O trabalho de letramento é fundamental nessa etapa e pode fazer parte da rotina por meio de ações contínuas; conheça exemplos

POR:
Dimítria Coutinho
A leitura deve estar presente no rotina da alfabetização e incluir diferentes tipos de texto. Foto: Mari Pekin/NOVA ESCOLA.

Seja para crianças que ainda não dominam o sistema de escrita ou para aquelas que já possuem esse domínio, mas ainda não têm fluência na leitura, a prática de “ler sem saber ler” é essencial no ciclo de alfabetização, proposto para o 1º e o 2º ano do Ensino Fundamental, de acordo com a Base Nacional Comum Curricular (BNCC).

Com a leitura presente no dia a dia, as crianças conseguem ir, pouco a pouco, estabelecendo a relação entre a prática leitora e o sistema de escrita. “Se a criança desde sempre for convidada a ‘ler sem saber ler’, conforme ela vai avançando no seu conhecimento sobre o sistema de escrita e sobre o sistema ortográfico, ela vai deslizando para a palavra de modo muito natural”, diz Mazé Nóbrega, formadora de professores e consultora em metodologia de Língua Portuguesa. 

Além disso, acrescenta ela, “é fundamental que o professor não esqueça que as crianças

precisam, de acordo com a BNCC, lidar com  textos que circulam nos diferentes campos de atuação [vida cotidiana, artístico-literário, vida pública, práticas de estudo e pesquisa]. Ou seja, é necessário alfabetizar no contexto de letramento [uso da leitura e escrita para fins sociais]”.

Garantia da leitura na rotina das crianças

Além da alfabetização em si, a leitura nessa faixa etária auxilia no desenvolvimento de diversas outras habilidades, sobretudo as relacionadas à imaginação e comunicação.
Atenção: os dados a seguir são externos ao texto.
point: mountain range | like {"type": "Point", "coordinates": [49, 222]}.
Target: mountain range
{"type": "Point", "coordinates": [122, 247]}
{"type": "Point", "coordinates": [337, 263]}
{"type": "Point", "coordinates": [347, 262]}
Vanessa Martins, professora do 1º ano na UEB Hortência Pinho, em São Luís (MA), percebe esses avanços em seus alunos. “Nesse processo de alfabetização, a leitura vai muito além de decodificar sílabas e palavras. Essa prática ajuda as crianças a trabalharem a imaginação, a criatividade e a construção da capacidade de opinar e estruturar suas ideias”, afirma.

Para manter a leitura como uma prática constante dentro e fora de sala de aula, a professora realiza anualmente um projeto com seus estudantes. Funciona assim: a cada sexta-feira, um dos alunos é sorteado para levar para casa um livro para ler com a família. Na segunda-feira, ele conta para os colegas sobre a obra, trazendo detalhes e impressões pessoais.
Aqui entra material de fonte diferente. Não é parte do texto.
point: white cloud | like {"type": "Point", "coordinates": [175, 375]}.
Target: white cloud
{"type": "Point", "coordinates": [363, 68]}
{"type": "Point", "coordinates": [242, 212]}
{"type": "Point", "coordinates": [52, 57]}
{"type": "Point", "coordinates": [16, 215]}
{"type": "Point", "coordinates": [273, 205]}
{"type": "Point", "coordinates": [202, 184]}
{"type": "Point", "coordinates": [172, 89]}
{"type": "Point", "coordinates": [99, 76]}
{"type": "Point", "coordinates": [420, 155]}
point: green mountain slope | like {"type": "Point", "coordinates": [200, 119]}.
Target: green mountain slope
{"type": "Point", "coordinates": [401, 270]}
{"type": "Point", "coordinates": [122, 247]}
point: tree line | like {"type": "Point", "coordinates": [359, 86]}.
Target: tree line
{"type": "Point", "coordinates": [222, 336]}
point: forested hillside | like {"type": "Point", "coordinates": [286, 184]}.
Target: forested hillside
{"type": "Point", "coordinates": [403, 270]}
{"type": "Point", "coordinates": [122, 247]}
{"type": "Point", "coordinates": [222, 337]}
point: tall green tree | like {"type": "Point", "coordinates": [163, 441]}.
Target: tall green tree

Em Lagoa Santa (MG), a professora Juliana Ávila, que atua na EM Alberto Santos Dumont, também tem a ajuda dos pais no projeto “Reloginho da Leitura”, que consiste na leitura diária de textos em casa. A cada dia, os familiares cronometram quanto tempo a criança leva para ler o texto da semana, ajudando no avanço da fluência leitora. O projeto já foi desenvolvido pela professora tanto em turmas de 1º como de 2º ano, adaptando o grau de dificuldade dos textos de acordo com as classes e com cada estudante.

A realização de projetos de leitura é uma boa forma de garantir que a prática esteja presente na rotina. Segundo Mazé, é interessante que as opções sejam diversas para que não falte leitura dentro e fora da sala de aula.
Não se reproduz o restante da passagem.